Il mondo alla roversa o sia Le donne che comandano, libretto, Venezia, Fenzo, 1750

 NARDO
                                  Siete il mio amore.
 LESBINA
 
890   Ah! Caro bel visetto!
 Ah! Bello quel bocchino!
 Quell’occhio graziosino
 mi piace in verità.
 
    Io sento ohimè! nel core
895un certo pizzicore
 che delirar mi fa.
 S’accosti e la manina
 mi dia con civiltà.
 Sì; lo senti, come batte;
900ticche, tocche il cor mi fa. (Parte; ma accorgendosi che vien Lena, si ferma in attenzione nel fondo della scena)
 
 SCENA XIV
 
 LA LENA e detti
 
 LA LENA
 Signor zio, signor zio, che cosa fate?
 Lontano discacciate
 colei che d’ingannarvi ora s’impegna,
 d’essere vostra sposa non è degna.
 LESBINA
905(Qualche imbroglio novello).
 NARDO
                                                       Ha forse altrui
 data la fé di sposa?
 LA LENA
                                      Eh signor no.

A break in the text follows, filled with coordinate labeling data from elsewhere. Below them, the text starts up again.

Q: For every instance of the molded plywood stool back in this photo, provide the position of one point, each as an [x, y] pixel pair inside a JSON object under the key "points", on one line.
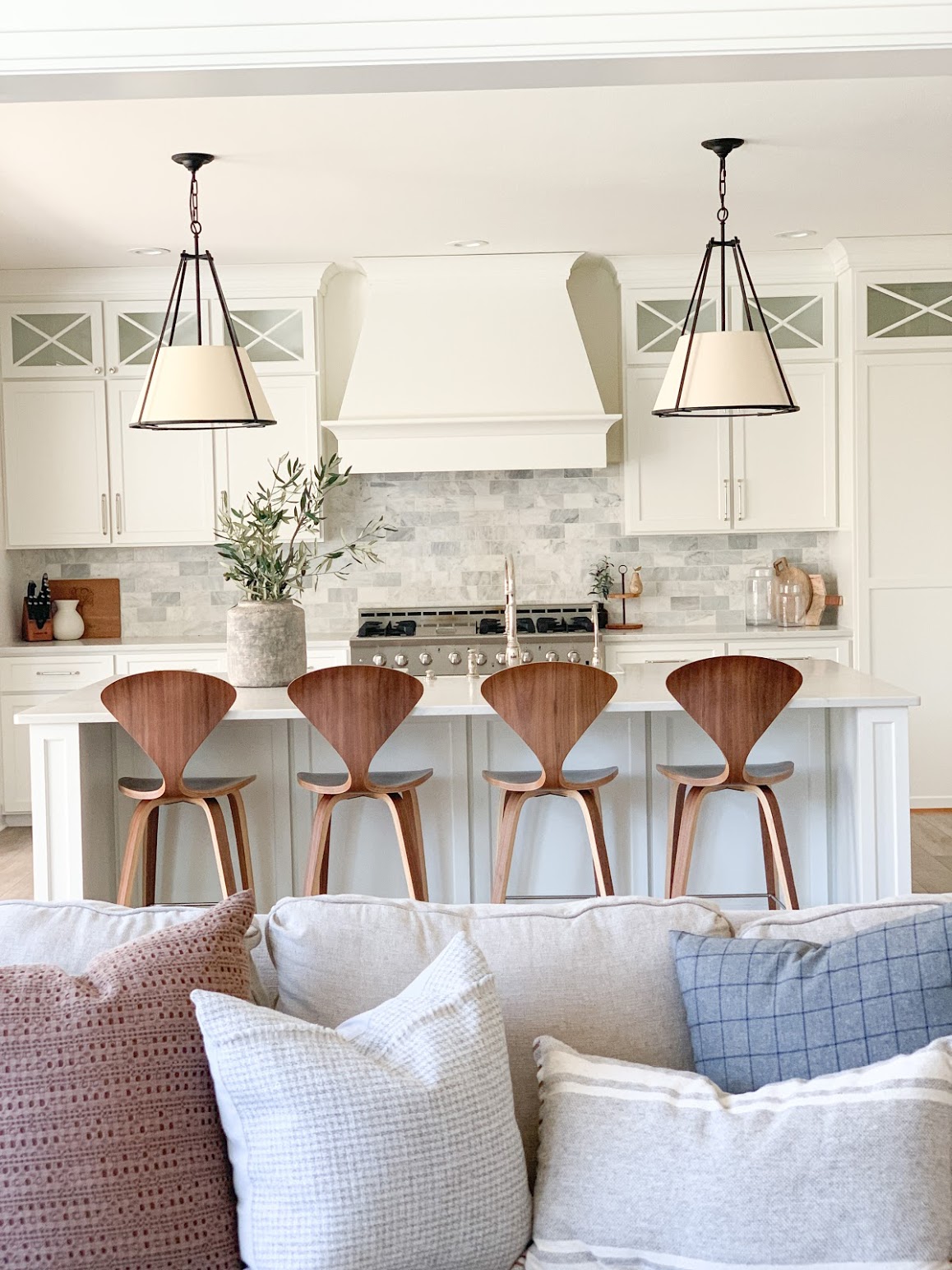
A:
{"points": [[356, 709], [550, 705], [169, 714], [735, 700]]}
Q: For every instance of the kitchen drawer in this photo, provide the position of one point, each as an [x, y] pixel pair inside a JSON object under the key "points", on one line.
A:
{"points": [[618, 656], [137, 663], [53, 674], [795, 651]]}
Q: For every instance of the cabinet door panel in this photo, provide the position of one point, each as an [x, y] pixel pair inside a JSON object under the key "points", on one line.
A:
{"points": [[252, 451], [56, 470], [677, 471], [784, 466], [163, 481]]}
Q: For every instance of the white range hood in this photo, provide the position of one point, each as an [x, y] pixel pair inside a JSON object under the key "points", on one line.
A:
{"points": [[470, 364]]}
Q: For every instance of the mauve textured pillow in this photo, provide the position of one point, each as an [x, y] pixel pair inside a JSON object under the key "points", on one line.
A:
{"points": [[112, 1155]]}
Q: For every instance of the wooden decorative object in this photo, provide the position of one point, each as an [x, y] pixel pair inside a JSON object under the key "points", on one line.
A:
{"points": [[357, 709], [98, 604], [820, 601], [32, 633], [625, 596], [550, 705], [735, 700], [169, 714]]}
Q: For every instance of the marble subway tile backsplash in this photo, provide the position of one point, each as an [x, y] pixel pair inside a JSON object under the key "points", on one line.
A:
{"points": [[451, 534]]}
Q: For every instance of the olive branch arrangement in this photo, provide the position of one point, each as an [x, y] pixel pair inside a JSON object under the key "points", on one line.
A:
{"points": [[266, 560]]}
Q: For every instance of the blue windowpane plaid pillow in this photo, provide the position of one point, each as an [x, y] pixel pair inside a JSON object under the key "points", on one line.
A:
{"points": [[774, 1010]]}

 Quel ch’io dico lo so per cosa vera,
 ella di don Tritemio è cameriera.
 LESBINA
 (Ah maledetta!)
 NARDO
                                 È ver quel ch’ella dice? (A Lesbina)
 LESBINA
910Ah misera infelice!
 Compatite se tanto
 amor mi rese ardita.
 Finsi il grado, egli è ver, perché v’adoro;
 per voi languisco e moro;
915confesso il mio fallire
 ma vogl’essere vostra oppur morire.
 NARDO
 (Poverina!)
 LA LENA
                         Vi pare
 che convenga sposare
 a un uomo come voi femina tale?
 NARDO
920Non ci vedo alcun male.
 Per me nel vostro sesso
 serva o padrona sia, tutt’è lo stesso.
 LESBINA
 Deh per pietà donate
 perdono all’error mio.
 NARDO
925Se mi amate di cor, v’adoro anch’io.
 Per me sostegno e dico,
 ed ho la mia ragione,
 che sia la condizione un accidente.
 Sposar una servente
930che cosa importa a me, se bella e buona?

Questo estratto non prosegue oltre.